= Sunset Song (TV series) =

1971 British television series

Sunset Song is a 1971 BBC Scotland adaptation of Lewis Grassic Gibbon's novel of the same name for television.

It consists of six episodes of around 45 minutes each. The series was the first colour drama made by BBC Scotland, and also contained the first nude scene. The series made the important change from the novel of turning Chris Guthrie, the main character, into the narrator. It was shown in the USA on Masterpiece Theatre in 1975–76. The composer Thomas Wilson was commissioned to write the theme music, which the BBC retained for the remaining two parts of the trilogy A Scots Quair, commissioning Wilson again to compose the incidental music for the remaining productions of Cloud Howe and Grey Granite.

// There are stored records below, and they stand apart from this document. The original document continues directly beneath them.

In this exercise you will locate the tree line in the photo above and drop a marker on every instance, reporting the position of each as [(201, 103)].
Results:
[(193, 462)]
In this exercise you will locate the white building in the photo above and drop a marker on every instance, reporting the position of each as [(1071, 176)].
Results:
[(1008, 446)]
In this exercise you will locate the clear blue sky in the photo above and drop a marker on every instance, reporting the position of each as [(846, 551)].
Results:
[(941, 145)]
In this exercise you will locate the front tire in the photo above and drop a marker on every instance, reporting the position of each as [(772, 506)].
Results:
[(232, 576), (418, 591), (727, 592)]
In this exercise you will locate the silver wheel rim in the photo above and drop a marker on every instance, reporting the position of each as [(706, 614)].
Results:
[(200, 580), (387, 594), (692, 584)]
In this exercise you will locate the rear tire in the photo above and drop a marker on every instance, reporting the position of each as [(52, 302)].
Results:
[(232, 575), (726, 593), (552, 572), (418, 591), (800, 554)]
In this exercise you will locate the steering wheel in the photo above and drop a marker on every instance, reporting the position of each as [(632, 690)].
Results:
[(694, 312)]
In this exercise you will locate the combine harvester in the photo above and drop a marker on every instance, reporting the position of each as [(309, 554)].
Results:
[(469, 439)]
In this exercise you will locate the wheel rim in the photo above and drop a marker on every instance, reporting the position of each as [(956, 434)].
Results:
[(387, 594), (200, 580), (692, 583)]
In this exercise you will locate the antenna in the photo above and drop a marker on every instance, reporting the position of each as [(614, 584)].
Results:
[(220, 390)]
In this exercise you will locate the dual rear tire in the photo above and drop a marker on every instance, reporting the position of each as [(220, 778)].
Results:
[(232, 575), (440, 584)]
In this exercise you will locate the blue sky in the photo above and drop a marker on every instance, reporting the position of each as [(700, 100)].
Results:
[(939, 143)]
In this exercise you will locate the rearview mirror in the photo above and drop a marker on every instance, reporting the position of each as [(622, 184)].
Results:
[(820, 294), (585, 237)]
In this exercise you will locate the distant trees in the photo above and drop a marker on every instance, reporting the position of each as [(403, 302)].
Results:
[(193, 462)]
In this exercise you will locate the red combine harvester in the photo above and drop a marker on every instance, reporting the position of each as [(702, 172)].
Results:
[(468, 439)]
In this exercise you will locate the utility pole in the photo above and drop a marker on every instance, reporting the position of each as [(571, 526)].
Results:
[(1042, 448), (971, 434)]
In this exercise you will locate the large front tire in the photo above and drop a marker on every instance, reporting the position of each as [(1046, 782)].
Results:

Chris Guthrie was played by Vivien Heilbron. The cast included several other leading Scottish actors of the time, including Andrew Keir, Edith MacArthur, Anne Kristen, Roddy McMillan, Alex McAvoy and John Grieve. The script was by Bill Craig, and it was directed by Moira Armstrong.

The serial was repeated on BBC Four in September 2022 and January 2025. As of November 2025 it is available for 11 months on BBC iPlayer, along with a short introduction filmed in 2022 where Heilbron and Armstrong discuss the serial.